X47bIt features full stealth technology and it can be launched from an aircraft carrier with the help of a remote controlled device attached to the forearm of its handler. Once in the air it not only can and will act with autonomy as far as flying is concerned, it can also process and select its own targets for photography or war. In short, the machine can shoot at what it decides it will shoot at whether it is shooting with a camera or a missile.

The problem here is one of gluttony. These drones costs millions of dollars each, the programming for them costs millions of dollars, the software is expensive and the security of each of them is going to really eat into someone’s buffet lunch money. Somehow, like a Chinese restaurant that charges extra for the dinner menu, they have to justify the cost. In the Yoo So Fukd buffet, they might offer Crab Legs as well as MSG laden noodles and fried everything. In the world of Drones and Missiles they have to find a way to keep feeding. They only way to justify weapons of war is to have a war.

The American public turned hard and nasty against a possible war in Syria and the people who were already gearing up for profit there were chased out of the restaurant before they could go back for a fourth helping of golden egg drop soup. We must now consider where they plan their next meal. Snowden and Bradley, traitors they might both be, have taught us all valuable lessons as to who the government is watching and how we are being watched.

If you think the next war cannot happen here you aren’t paying attention to their target audience.

Take Care,
Mike

 

Mike writes regularly at his site:  The Hickory Head Hermit

Opinions expressed in this article are not necessarily those of the management of this site.

 

27 comments to Friday Firesmith – Of Chopsticks and Missiles

  • ray

    Eisenhower warned of the industrial military complex. Kennedy had many embittered battles with military advisors who kept advocating war. The recent Syria issue gave hard ons to those in military manufacturing and the media–two businesses that find war so profitable.

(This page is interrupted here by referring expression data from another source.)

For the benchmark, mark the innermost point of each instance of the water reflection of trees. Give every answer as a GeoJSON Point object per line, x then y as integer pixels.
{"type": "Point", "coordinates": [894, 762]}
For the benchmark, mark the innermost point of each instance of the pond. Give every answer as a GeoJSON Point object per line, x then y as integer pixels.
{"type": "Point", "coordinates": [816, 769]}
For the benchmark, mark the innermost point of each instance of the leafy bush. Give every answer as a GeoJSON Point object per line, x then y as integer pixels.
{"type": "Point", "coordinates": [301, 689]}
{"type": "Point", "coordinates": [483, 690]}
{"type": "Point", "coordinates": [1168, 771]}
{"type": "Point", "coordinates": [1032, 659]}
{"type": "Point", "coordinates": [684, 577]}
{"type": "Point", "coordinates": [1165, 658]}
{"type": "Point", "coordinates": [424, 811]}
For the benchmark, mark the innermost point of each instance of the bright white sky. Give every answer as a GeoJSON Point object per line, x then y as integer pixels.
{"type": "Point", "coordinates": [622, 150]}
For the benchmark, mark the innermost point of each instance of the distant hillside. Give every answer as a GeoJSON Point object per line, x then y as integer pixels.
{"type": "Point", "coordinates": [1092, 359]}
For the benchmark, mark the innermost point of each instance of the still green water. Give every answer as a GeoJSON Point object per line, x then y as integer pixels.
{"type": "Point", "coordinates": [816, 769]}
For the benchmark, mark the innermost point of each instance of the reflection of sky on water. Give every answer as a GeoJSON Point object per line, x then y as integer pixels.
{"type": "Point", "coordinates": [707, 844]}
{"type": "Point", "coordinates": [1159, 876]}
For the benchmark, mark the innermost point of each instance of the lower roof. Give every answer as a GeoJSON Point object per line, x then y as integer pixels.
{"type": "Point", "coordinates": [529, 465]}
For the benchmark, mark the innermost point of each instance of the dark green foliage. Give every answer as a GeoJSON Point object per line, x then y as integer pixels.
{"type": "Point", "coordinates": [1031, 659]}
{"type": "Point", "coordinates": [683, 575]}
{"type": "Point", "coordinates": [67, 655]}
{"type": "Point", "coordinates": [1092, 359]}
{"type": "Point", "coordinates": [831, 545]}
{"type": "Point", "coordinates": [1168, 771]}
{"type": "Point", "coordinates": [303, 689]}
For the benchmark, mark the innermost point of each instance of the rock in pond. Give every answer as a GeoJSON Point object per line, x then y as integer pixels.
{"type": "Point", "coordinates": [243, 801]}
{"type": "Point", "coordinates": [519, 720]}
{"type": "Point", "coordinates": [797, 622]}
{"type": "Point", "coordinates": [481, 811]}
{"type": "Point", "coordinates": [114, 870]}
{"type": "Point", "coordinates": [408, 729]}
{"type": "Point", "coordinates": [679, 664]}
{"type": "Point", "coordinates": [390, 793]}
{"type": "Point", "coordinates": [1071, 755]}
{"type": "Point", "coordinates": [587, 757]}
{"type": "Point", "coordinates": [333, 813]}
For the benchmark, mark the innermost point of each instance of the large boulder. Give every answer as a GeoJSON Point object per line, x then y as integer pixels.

    Those that understand the thinking that went into the Constitution should realize that our Founders had a reason for military funding be a Congressional responsibility every two years. They had a reason for not wanting a standing army. After all, their previous overlords maintained their empire by having an army at all times and they witnessed how that works and wanted their new country to not have any of that.

    Addressing the first concern of appropriations, the Founders most likely hoped that enough members of Congress would want to avoid constant wars and not fund an army for war on a steady basis. That worked for a while but in a society where money is more important than the lives of other humans, capitalism managed to dissolve the Founder’s wish of not having a standing army (except for a navy).

    We have districts that have either a military base or a manufacturing plant for military bases that bring money to said district thus making it difficult for representatives to nix military spending.

    I’m not against having a standing army, but the US spends nearly more on its military that most of the world combined. (http://dailybail.com/storage/chart-military-global-spending.png?__SQUARESPACE_CACHEVERSION=1303481268706) Some will find that a bragging point, but it makes one wonder how insecure one must be to see that as a plus. The US could cut its military spending in half and still outspend China, Russia and the UK combined. With the money we spend on the military we can go to war with almost the whole world. But really, if wars are to be fought, don’t we just need to have enough military to fight just one country at a time? It’s enough to make one wonder why others view the US as the world police.

    What does it say when country puts more money into a military and so little into its own country’s needs for things such as infrastructure? What does it say about a country who believes chest thumping is more important than investing in its own people?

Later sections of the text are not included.